"The sea's only gifts are harsh blows, and occasionally the chance to feel strong. Now I don't know much about the sea, but I do know that that's the way it is here. And I also know how important it is in life not necessarily to be strong but to feel strong."
- Jon Krakauer, Into the Wild
My opinion towards the word "strong" has changed quite a bit over the last 4 years.
When people first called me strong (after losing Derek) I was angry. Do I look strong? Do you not see my pain? Who is strong at a time like this?
It was understandably fitting that I would be devastated, and seemed obvious to me that that's how I carried myself. But to call me strong almost seemed like an insult to Derek or my love for him. I didn't feel strong- I felt weak and vulnerable. And just because I was able to put on a brave face didn't mean I was ok. Perhaps at times my shock and confusion was mistaken for strength.
After speaking at Derek's funeral, all these people told me how strong I was. I wasn't trying to be strong, I just knew that what I had to say needed to be said... I wanted to get my message across clearly that the world lost an amazing person tragically and unnecessarily. That my life would be forever changed, and he would be physically missing from all the momentous events in my life. To me that wasn't strength, that was simply being honest. I was once again annoyed by the use of this word to describe me.
I also got to the point where I didn't feel like people could understand what I was going through and so I kept most of my feelings bottled up. This wasn't because I thought I was the only person in the world who had gone through something like this, but because every situation is different. No one will understand the relationship I had with Derek because they didn't have it. My friends couldn't compare by imagining if they lost a sibling- because their relationships were all different. (And you also can't possibly imagine the pain until you experience it yourself). No scenario is the same and so I found myself pretending I was fine in public to avoid having to try and explain what I was going through. This often got mistaken for strength.
As the years have passed, however, I've become proud of this word.

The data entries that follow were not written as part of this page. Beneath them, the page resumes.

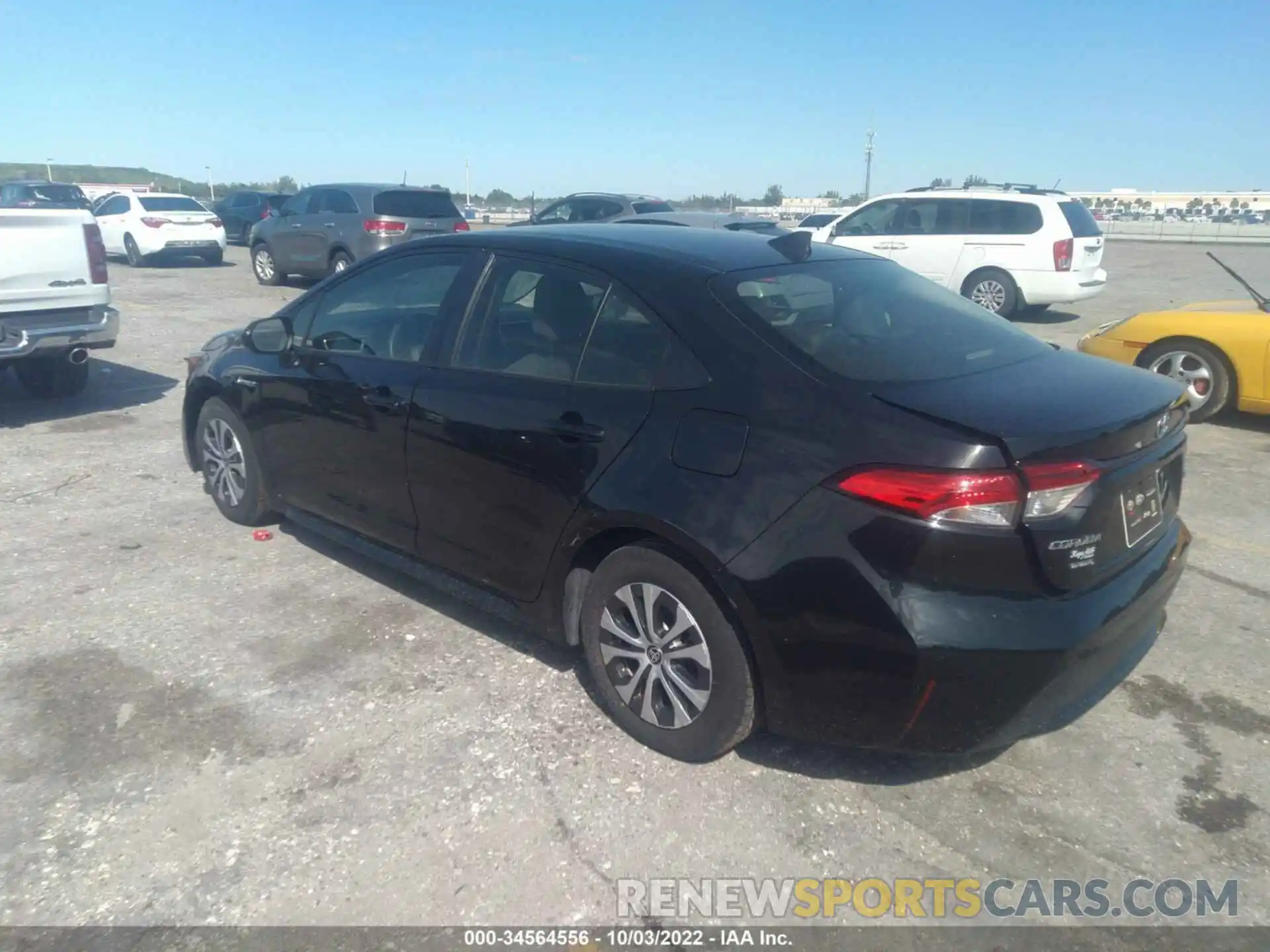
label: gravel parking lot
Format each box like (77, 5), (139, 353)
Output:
(0, 243), (1270, 924)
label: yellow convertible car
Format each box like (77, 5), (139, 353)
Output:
(1078, 253), (1270, 422)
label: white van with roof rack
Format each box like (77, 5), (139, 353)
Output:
(828, 182), (1107, 317)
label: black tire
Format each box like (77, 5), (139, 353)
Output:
(326, 251), (353, 274)
(1136, 338), (1234, 422)
(251, 241), (287, 288)
(579, 546), (755, 763)
(194, 397), (269, 526)
(961, 268), (1020, 319)
(14, 354), (90, 400)
(123, 235), (150, 268)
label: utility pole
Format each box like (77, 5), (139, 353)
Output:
(865, 130), (872, 202)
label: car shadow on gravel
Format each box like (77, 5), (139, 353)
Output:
(278, 519), (580, 672)
(737, 734), (1005, 787)
(1013, 309), (1081, 325)
(0, 356), (179, 432)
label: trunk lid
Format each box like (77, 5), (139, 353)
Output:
(872, 352), (1186, 589)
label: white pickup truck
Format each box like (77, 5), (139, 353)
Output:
(0, 208), (119, 397)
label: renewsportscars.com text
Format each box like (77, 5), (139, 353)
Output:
(617, 877), (1240, 919)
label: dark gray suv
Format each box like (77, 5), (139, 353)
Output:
(250, 185), (468, 284)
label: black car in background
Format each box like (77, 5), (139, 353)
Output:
(182, 225), (1190, 760)
(212, 192), (291, 245)
(508, 192), (675, 227)
(0, 182), (91, 210)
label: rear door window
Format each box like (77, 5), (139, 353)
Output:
(1058, 202), (1107, 237)
(711, 259), (1049, 381)
(578, 286), (671, 389)
(373, 189), (462, 218)
(966, 198), (1041, 235)
(833, 199), (899, 236)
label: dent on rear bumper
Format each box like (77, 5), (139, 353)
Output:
(729, 492), (1190, 753)
(0, 305), (119, 359)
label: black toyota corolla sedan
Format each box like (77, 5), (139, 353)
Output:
(183, 225), (1190, 760)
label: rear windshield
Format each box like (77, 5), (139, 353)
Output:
(137, 196), (207, 212)
(22, 184), (87, 208)
(1058, 202), (1103, 237)
(374, 189), (462, 218)
(710, 259), (1050, 381)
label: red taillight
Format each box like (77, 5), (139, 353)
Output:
(84, 225), (106, 284)
(1054, 239), (1076, 272)
(838, 468), (1023, 527)
(837, 463), (1099, 528)
(1024, 463), (1099, 519)
(362, 218), (405, 236)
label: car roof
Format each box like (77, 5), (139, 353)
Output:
(611, 212), (776, 229)
(565, 192), (665, 202)
(0, 179), (79, 188)
(391, 222), (874, 277)
(305, 182), (453, 196)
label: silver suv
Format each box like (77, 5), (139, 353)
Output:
(249, 185), (468, 284)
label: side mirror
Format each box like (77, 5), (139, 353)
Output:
(243, 317), (291, 354)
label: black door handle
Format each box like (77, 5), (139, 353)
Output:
(362, 391), (405, 413)
(548, 414), (605, 443)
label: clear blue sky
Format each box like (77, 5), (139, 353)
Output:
(0, 0), (1270, 197)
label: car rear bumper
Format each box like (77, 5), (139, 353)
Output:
(728, 492), (1190, 754)
(136, 232), (225, 255)
(0, 305), (119, 360)
(1015, 268), (1107, 305)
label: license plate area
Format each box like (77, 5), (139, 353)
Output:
(1120, 469), (1165, 548)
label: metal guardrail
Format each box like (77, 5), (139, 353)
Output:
(1099, 221), (1270, 245)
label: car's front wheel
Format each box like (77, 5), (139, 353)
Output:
(123, 235), (149, 268)
(194, 397), (269, 526)
(251, 243), (287, 287)
(579, 546), (755, 762)
(1138, 340), (1230, 422)
(961, 268), (1019, 317)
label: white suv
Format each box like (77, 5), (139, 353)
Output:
(828, 185), (1107, 317)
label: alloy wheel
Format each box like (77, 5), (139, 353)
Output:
(251, 247), (273, 280)
(203, 416), (246, 506)
(599, 582), (712, 730)
(1147, 350), (1213, 410)
(970, 278), (1006, 313)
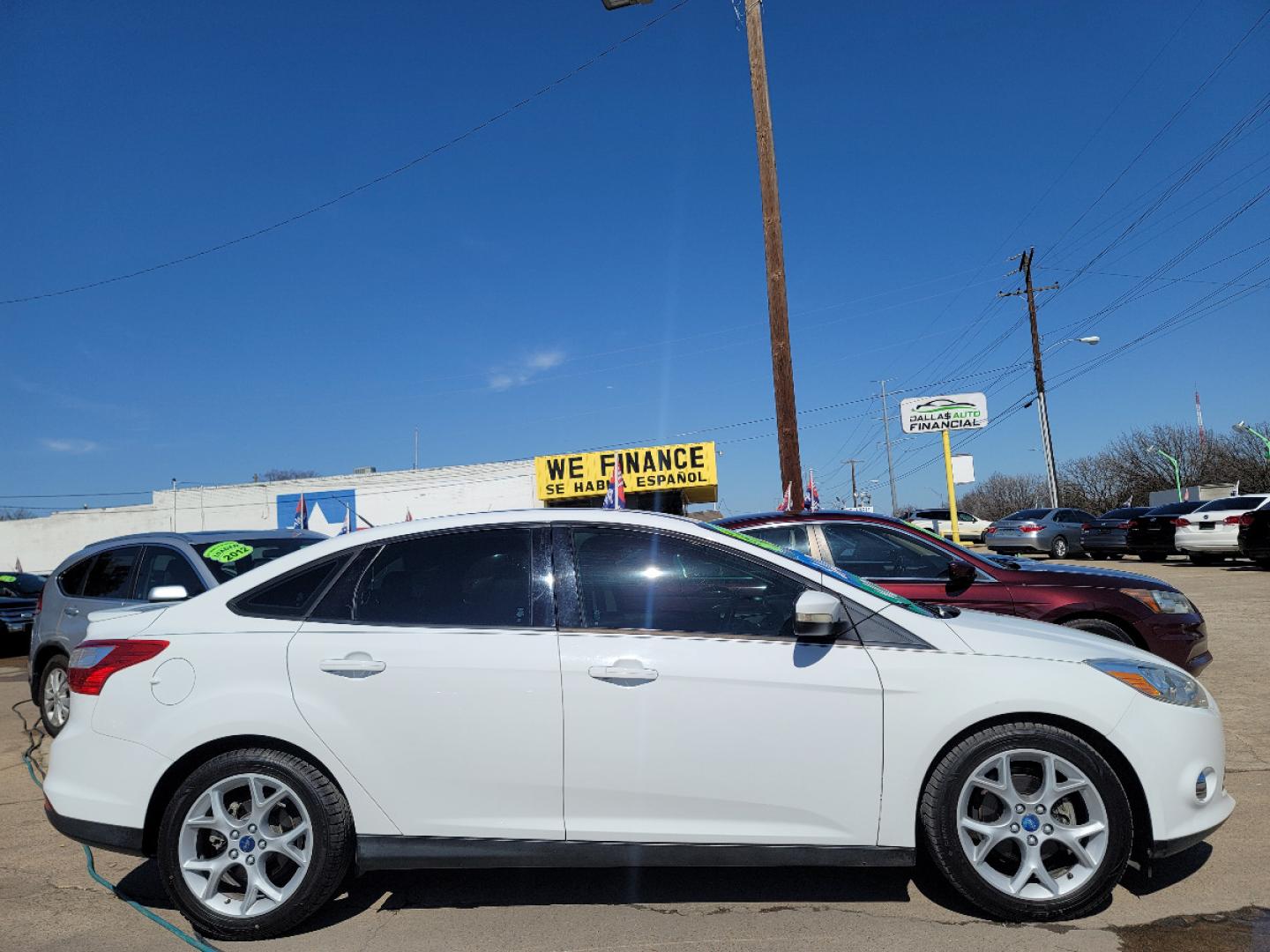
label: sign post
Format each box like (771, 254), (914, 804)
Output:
(900, 393), (988, 545)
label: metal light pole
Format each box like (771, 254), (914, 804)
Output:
(1147, 447), (1183, 502)
(1230, 420), (1270, 459)
(603, 0), (803, 513)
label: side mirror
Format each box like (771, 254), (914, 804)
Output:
(146, 585), (190, 602)
(944, 559), (979, 595)
(794, 589), (849, 638)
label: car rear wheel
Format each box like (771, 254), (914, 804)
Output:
(40, 655), (71, 738)
(1063, 618), (1132, 645)
(158, 749), (353, 941)
(921, 722), (1132, 920)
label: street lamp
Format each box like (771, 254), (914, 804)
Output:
(1147, 447), (1183, 502)
(1230, 420), (1270, 459)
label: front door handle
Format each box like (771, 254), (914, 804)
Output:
(586, 658), (658, 681)
(318, 651), (387, 678)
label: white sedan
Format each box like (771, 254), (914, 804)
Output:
(1174, 493), (1270, 565)
(44, 509), (1235, 940)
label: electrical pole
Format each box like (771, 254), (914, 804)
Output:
(881, 381), (900, 516)
(745, 0), (803, 513)
(842, 459), (863, 509)
(997, 248), (1058, 509)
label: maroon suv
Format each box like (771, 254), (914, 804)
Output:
(718, 511), (1213, 674)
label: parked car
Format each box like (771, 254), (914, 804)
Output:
(1174, 493), (1270, 565)
(1125, 502), (1204, 562)
(0, 571), (44, 647)
(1080, 505), (1151, 559)
(908, 509), (992, 542)
(716, 511), (1213, 674)
(1239, 504), (1270, 569)
(43, 509), (1235, 940)
(984, 509), (1099, 559)
(28, 529), (326, 738)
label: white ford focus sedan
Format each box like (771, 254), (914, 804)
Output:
(44, 509), (1235, 940)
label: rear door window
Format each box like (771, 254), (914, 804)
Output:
(83, 546), (141, 599)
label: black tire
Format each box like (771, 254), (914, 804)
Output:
(920, 722), (1132, 921)
(1063, 618), (1134, 645)
(156, 747), (355, 941)
(35, 655), (70, 738)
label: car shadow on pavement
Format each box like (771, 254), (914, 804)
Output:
(1120, 843), (1213, 897)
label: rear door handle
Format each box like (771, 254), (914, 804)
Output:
(586, 658), (658, 681)
(318, 655), (387, 678)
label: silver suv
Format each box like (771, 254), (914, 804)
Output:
(28, 529), (326, 736)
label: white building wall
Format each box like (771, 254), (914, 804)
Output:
(0, 459), (542, 572)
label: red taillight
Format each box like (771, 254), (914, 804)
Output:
(66, 640), (168, 695)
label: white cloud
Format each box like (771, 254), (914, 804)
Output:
(489, 349), (566, 390)
(40, 436), (101, 456)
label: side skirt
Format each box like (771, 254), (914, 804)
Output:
(357, 837), (917, 872)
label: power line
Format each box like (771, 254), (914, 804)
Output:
(0, 0), (691, 305)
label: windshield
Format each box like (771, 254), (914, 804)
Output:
(0, 572), (44, 598)
(701, 522), (938, 618)
(1002, 509), (1049, 522)
(194, 536), (321, 585)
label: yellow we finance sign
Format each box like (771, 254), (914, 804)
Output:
(534, 443), (719, 502)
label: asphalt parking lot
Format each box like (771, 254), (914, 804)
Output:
(0, 559), (1270, 952)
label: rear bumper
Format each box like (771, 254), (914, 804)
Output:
(44, 797), (144, 856)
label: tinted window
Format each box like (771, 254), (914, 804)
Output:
(231, 552), (348, 618)
(57, 556), (93, 595)
(312, 529), (534, 628)
(825, 523), (952, 579)
(572, 529), (805, 637)
(136, 546), (207, 598)
(1195, 496), (1266, 513)
(744, 525), (811, 554)
(84, 546), (141, 598)
(194, 536), (321, 585)
(1004, 509), (1053, 522)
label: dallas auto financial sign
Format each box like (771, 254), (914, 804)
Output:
(900, 393), (988, 433)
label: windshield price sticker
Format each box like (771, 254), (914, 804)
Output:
(900, 393), (988, 433)
(203, 542), (255, 562)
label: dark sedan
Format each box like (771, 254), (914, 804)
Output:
(1125, 502), (1204, 562)
(0, 571), (44, 649)
(718, 511), (1213, 674)
(1080, 505), (1151, 559)
(1239, 507), (1270, 569)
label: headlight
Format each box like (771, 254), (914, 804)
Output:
(1085, 658), (1207, 707)
(1120, 589), (1195, 614)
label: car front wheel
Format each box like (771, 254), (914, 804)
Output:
(921, 722), (1132, 920)
(158, 749), (353, 941)
(40, 655), (71, 738)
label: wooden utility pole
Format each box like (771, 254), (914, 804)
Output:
(842, 459), (863, 508)
(745, 0), (803, 513)
(997, 248), (1058, 509)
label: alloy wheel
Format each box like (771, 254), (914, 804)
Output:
(958, 750), (1110, 901)
(176, 773), (314, 917)
(43, 667), (71, 730)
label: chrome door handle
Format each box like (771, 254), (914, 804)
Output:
(318, 658), (387, 678)
(586, 658), (659, 681)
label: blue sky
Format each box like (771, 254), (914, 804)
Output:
(0, 0), (1270, 513)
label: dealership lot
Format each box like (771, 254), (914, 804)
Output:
(0, 559), (1270, 952)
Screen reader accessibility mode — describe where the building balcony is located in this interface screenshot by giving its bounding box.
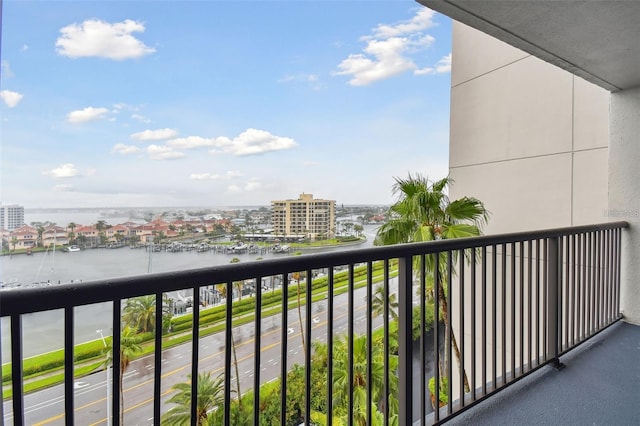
[0,222,640,425]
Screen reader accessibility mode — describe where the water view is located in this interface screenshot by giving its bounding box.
[0,225,377,359]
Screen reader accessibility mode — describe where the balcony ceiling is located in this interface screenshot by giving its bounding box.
[418,0,640,91]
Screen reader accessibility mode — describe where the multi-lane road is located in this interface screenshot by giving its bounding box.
[4,280,396,425]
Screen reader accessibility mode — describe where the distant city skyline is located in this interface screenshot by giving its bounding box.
[0,0,451,209]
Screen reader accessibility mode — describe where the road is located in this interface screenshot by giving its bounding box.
[4,279,397,425]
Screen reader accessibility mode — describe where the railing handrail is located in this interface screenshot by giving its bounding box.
[0,221,629,316]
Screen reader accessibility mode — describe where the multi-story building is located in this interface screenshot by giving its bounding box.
[271,194,336,239]
[0,204,24,231]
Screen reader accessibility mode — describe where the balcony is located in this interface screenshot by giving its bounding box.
[0,222,640,425]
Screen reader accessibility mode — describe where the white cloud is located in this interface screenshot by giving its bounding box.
[189,170,242,180]
[415,53,451,75]
[131,128,178,141]
[167,136,216,149]
[67,107,109,124]
[111,143,140,155]
[209,129,297,156]
[43,163,80,179]
[333,8,435,86]
[189,173,220,180]
[277,74,323,90]
[335,37,416,86]
[0,90,23,108]
[53,184,74,192]
[244,179,263,192]
[225,170,243,179]
[373,7,435,38]
[131,114,151,123]
[147,145,184,160]
[56,19,155,60]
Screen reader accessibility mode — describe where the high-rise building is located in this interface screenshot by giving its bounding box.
[271,194,336,239]
[0,204,24,231]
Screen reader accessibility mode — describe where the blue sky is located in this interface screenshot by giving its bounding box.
[0,0,451,208]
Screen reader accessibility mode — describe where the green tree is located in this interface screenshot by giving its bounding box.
[291,272,310,354]
[375,174,488,392]
[11,237,18,254]
[333,335,398,426]
[36,225,44,247]
[229,257,244,300]
[105,326,142,425]
[161,372,224,426]
[122,294,171,333]
[129,234,140,246]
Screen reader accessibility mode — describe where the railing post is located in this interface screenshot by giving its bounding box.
[548,237,563,369]
[398,256,413,425]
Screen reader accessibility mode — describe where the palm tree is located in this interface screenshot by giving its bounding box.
[161,372,224,426]
[67,222,78,244]
[105,326,142,425]
[229,257,244,300]
[291,272,310,354]
[11,237,18,254]
[333,335,398,426]
[375,174,488,392]
[122,294,171,333]
[122,294,156,333]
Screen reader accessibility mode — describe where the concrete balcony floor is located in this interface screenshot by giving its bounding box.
[447,322,640,426]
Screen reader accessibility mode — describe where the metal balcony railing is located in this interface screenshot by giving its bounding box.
[0,222,627,425]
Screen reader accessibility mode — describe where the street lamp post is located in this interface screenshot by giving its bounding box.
[96,330,111,426]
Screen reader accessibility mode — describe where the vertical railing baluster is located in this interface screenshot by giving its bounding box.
[253,275,262,426]
[153,292,164,424]
[436,252,446,425]
[527,240,533,370]
[587,232,596,336]
[11,314,24,426]
[491,244,498,389]
[347,263,355,426]
[480,246,487,396]
[518,241,524,375]
[580,233,589,340]
[470,247,478,401]
[191,286,200,420]
[616,229,622,318]
[226,281,233,424]
[0,316,3,422]
[500,244,507,385]
[300,269,313,425]
[547,238,562,367]
[111,299,124,426]
[366,261,372,425]
[604,229,611,324]
[535,239,542,367]
[511,242,517,380]
[398,256,412,425]
[382,259,390,426]
[560,236,571,352]
[418,254,428,425]
[445,250,454,415]
[64,306,74,426]
[327,265,336,425]
[569,234,578,346]
[280,273,289,425]
[460,249,466,407]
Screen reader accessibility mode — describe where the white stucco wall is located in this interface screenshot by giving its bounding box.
[449,22,610,233]
[608,87,640,324]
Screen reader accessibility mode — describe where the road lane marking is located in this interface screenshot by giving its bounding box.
[34,292,380,426]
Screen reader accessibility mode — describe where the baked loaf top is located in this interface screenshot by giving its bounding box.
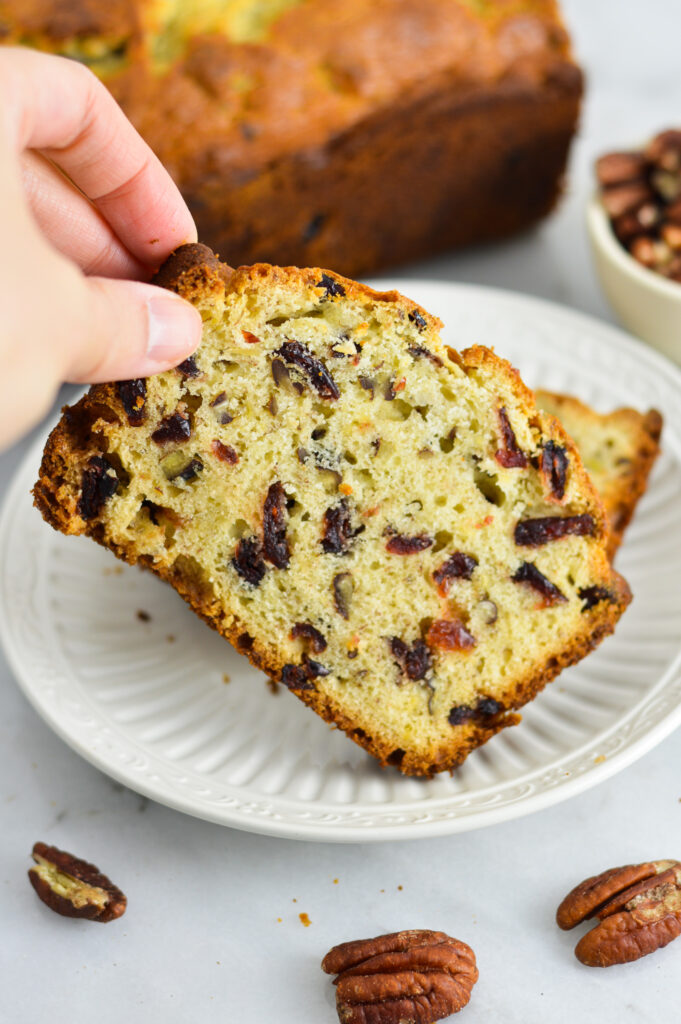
[0,0,581,179]
[35,246,629,775]
[537,390,663,557]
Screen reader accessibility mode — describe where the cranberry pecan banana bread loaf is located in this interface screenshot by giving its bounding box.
[35,246,629,775]
[536,390,663,557]
[0,0,582,275]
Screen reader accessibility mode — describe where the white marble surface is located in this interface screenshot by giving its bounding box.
[0,0,681,1024]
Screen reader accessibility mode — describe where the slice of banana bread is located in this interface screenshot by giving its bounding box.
[35,246,630,775]
[536,390,663,558]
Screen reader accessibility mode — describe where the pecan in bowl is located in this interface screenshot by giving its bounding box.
[596,130,681,282]
[556,860,681,967]
[322,929,478,1024]
[29,843,128,924]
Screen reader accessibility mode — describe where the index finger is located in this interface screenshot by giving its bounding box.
[0,47,197,265]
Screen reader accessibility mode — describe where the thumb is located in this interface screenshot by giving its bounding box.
[63,276,201,384]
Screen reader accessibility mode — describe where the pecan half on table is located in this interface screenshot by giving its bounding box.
[556,860,681,967]
[322,930,477,1024]
[29,843,128,924]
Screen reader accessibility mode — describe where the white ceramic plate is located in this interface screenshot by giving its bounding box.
[0,281,681,842]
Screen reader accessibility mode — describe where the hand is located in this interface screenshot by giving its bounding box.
[0,47,201,446]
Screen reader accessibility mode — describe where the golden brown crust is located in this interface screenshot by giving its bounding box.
[34,245,631,776]
[0,0,582,275]
[537,390,663,558]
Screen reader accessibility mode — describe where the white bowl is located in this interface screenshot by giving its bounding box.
[587,196,681,365]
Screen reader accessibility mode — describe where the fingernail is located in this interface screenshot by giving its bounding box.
[146,294,201,372]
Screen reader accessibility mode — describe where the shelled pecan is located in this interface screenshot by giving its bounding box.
[556,860,681,967]
[29,843,127,923]
[596,130,681,282]
[322,930,478,1024]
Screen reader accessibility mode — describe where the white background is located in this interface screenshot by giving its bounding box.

I am strong. I am resilient. I have my scars but I have pushed myself to make it through the bad days. The days where I didn't want to get out of bed, didn't want to talk to anyone, didn't want to act like I was ok to avoid making people uncomfortable by my sadness.
I've learned that strong doesn't have to be a word with negative connotations; undermining the person you were before. The so-called "weak" person that has suddenly surprised people with their strength and will. To me, strength can simply mean that you pushed yourself to make it through. Even if you had some bumps and bruises on the way, or in my case lots of tears, you came out on the other side even if you didn't always want to.